The Socialist Party of Serbia (SPS) entrusted the first places on its electoral lists for Voivodina to tested champions of anti-bureaucratic revolution (Radovan Pankov in Novi Sad and Mihalj Kertes in Vrbas), Serbs campaign in the mirror of truth (Milorad Vucelic in Sombor) and bankers of continuity, which also includes the inflationary 1993 (Dusan Vlatkovic in Pancevo). This could mean that the Socialists do not have enough new men of trust, but also that they have given up on a major part of Voivodina, but not on this foursome. One of the assumptions is that in these electoral units the Socialist are counting on one delegate from each, and in the republican Assembly they need proven loyalty.

FEAR OF RADICALS

Especially interesting will be the elections in the electoral unit of Novi Sad where Nenad Canak (KV), Milorad Mircic (SRS), Stevan Vrbaski (SPO) and Radovan Pankov (SPS-JUL-ND) will compete for votes. The denizens of Novi Sad remember Pankov as a teacher who came from Backa Palanka riding the "yoghurt waves" to teach them the love of Serbia and Slobodan Milosevic, but also how to forget the word Voivodina.

Divided into seven electoral units, Voivodina is getting ready to elect 55 delegates for the republican Parliament, aware that even before September 21 it can decide whether it will go to the polls at all or ignore the elections, at least by "being absent". One of the motives of those who have decided to vote could be found in the influence the Serbian Radical Party will have on everybody's future.

Current estimates show that one fifth of adult Voivodina citizens would vote for Vojislav Seselj's party. There were opinions that even the ruling SPS finally understood the damage caused by allowing Vojislav Seselj(SRS) to be the only known presidential candidate for a long time, as the public opinion polls have shown that the radical leader, like a metastasis, has started to invade the socialists' electorate. In August Seselj had two percent (22.7 percent) of possible voters more than Zoran Lilic (SPS).
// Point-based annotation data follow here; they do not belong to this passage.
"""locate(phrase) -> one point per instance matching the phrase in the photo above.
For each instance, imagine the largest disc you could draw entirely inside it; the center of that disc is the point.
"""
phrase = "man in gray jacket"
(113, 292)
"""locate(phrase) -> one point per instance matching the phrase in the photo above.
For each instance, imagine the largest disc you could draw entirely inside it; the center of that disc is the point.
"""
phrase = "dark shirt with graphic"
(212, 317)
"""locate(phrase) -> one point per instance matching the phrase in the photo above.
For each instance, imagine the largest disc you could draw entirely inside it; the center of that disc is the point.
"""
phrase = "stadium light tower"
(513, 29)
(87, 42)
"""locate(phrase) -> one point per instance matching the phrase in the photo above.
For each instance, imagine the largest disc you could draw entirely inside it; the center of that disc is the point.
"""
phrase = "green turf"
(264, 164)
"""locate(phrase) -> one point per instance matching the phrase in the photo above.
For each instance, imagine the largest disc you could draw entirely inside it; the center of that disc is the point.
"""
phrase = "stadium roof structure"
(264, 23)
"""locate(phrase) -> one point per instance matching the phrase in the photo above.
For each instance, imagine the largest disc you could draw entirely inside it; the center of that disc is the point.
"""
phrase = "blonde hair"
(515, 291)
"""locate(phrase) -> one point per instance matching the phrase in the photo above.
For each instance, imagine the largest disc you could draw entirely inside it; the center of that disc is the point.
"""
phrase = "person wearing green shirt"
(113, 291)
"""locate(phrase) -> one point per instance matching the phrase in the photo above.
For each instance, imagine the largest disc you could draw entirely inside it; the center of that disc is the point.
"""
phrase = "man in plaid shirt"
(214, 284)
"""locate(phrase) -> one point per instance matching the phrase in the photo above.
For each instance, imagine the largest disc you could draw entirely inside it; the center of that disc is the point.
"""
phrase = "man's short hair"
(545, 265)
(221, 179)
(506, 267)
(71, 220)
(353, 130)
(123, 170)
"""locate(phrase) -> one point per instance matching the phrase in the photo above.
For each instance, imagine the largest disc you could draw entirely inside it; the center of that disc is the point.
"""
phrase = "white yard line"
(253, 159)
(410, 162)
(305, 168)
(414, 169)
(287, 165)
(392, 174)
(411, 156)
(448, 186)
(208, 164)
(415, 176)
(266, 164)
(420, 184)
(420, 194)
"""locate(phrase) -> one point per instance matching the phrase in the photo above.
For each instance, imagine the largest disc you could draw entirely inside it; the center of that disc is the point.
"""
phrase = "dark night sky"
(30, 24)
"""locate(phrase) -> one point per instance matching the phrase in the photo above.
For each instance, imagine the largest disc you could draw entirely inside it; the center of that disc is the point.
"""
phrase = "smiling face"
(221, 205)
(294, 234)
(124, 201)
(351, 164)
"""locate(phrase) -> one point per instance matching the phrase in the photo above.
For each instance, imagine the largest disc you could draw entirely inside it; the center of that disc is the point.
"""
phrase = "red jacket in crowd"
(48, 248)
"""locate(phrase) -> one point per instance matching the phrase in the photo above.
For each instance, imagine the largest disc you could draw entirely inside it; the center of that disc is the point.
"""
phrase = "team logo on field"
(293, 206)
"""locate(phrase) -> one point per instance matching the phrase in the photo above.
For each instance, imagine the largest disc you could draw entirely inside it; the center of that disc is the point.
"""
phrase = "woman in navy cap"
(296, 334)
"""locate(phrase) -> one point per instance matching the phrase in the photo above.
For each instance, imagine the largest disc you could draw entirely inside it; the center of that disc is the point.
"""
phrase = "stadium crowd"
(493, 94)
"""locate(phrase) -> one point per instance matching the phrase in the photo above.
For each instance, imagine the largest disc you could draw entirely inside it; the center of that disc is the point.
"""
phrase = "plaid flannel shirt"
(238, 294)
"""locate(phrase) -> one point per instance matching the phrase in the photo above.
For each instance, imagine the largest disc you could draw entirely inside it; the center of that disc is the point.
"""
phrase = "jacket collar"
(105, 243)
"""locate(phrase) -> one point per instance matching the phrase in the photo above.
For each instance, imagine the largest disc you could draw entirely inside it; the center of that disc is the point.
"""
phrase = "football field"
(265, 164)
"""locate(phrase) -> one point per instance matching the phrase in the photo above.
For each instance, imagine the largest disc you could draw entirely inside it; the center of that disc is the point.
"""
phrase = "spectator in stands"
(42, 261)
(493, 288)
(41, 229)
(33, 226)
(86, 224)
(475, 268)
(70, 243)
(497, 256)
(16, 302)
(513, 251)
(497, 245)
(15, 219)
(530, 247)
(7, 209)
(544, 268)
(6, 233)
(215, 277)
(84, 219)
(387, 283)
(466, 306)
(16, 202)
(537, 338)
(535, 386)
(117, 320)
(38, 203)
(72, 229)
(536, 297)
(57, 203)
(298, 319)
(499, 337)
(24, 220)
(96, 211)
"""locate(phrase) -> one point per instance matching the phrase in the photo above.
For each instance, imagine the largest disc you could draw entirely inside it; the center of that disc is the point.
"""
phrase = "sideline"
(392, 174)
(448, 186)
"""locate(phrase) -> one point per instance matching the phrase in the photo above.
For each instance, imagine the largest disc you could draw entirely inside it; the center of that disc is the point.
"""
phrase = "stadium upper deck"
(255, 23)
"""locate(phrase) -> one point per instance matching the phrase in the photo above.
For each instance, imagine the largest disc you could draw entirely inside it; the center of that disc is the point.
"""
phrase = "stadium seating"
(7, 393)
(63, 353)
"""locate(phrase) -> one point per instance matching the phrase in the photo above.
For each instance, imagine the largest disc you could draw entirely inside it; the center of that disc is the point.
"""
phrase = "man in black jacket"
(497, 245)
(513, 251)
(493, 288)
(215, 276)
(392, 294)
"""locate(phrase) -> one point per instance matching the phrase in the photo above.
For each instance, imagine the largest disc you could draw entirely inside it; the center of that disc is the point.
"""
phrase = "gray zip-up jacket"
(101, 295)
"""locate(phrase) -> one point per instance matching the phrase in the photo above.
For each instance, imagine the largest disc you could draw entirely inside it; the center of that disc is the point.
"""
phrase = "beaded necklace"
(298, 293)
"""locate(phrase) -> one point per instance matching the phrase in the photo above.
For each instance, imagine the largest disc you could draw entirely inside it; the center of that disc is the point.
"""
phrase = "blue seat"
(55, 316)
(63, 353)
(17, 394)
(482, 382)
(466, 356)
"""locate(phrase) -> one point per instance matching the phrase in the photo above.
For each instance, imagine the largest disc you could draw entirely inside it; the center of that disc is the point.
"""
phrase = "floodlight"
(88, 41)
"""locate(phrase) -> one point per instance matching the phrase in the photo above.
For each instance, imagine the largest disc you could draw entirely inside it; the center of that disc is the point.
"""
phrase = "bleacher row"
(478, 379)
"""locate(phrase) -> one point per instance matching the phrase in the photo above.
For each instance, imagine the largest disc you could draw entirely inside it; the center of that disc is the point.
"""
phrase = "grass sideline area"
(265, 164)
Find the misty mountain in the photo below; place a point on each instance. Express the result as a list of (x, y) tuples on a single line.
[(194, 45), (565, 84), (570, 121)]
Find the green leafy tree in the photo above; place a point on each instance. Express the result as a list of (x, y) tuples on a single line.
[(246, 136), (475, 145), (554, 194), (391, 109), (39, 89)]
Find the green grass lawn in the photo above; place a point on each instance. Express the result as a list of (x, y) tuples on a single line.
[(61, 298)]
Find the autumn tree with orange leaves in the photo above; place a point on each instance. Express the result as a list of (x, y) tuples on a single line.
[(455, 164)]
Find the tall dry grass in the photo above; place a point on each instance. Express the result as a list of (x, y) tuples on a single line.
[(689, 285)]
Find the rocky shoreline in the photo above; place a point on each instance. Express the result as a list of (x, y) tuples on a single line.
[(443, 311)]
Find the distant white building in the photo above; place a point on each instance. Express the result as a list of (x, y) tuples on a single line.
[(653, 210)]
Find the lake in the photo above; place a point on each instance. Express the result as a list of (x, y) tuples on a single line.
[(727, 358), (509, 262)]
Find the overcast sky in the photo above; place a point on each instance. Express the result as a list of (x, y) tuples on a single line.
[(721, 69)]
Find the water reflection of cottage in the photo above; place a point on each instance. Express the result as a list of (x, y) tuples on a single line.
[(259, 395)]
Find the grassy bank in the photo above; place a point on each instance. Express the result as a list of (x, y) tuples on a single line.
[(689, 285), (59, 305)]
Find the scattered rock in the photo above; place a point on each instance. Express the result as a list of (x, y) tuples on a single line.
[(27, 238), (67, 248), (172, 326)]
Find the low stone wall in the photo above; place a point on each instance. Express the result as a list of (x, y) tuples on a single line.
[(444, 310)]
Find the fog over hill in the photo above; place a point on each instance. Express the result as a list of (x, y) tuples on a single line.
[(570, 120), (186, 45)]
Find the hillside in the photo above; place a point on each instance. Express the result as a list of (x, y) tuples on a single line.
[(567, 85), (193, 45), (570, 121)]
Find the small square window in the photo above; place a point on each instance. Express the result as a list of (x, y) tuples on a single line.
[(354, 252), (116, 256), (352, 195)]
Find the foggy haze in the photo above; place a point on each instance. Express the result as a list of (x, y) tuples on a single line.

This is certainly no good news for national minorities in Voivodina. The Voivodina Hungarians will go to the elections divided between six parties. Only two of them have some chances of having delegates. Jozef Kasa's Alliance of Voivodina Hungarians (SVM) and Sandor Pal's Democratic Union of the Voivodina Hungarians (DZVM) have failed to reach an agreement. Sandor Pal put up with accusations that he "had made an arrangement" with the ruling Socialists, and there were also objections that the commune of Becej was transferred to the Zrenjanin electoral unit so that he would get a delegate seat in the republican Assembly. Comparing its stands regarding autonomy the SVM is closer to the "Voivodina" coalition and the delegates of these two political organisations appear together in the federal Parliament.

A survey of the "Scan" Agency shows that 71 percent of adult population of Voivodina consider the elections to be their civil duty, regardless of the conditions, although 45 percent think that going to the elections at any cost and under any conditions is but a perfidious way of securing a democratic legitimacy for non-democratic elections. Experience from last November created a kind of pessimism because one half of the pollees think that manipulations with the electorate are such that there is no chance for democratic expression of opinion, while 54 percent of them expect new electoral manipulations, and as much as 70 percent of the population of Voivodina think that the ruling Socialists will win at the November elections, although only 22.5 percent of the electorate intends to give them their vote.

It is hard to estimate whether pessimism will prevail or will the Voivodina citizens decide to defy ("Now, I won't have it my way either") both projections and expectations.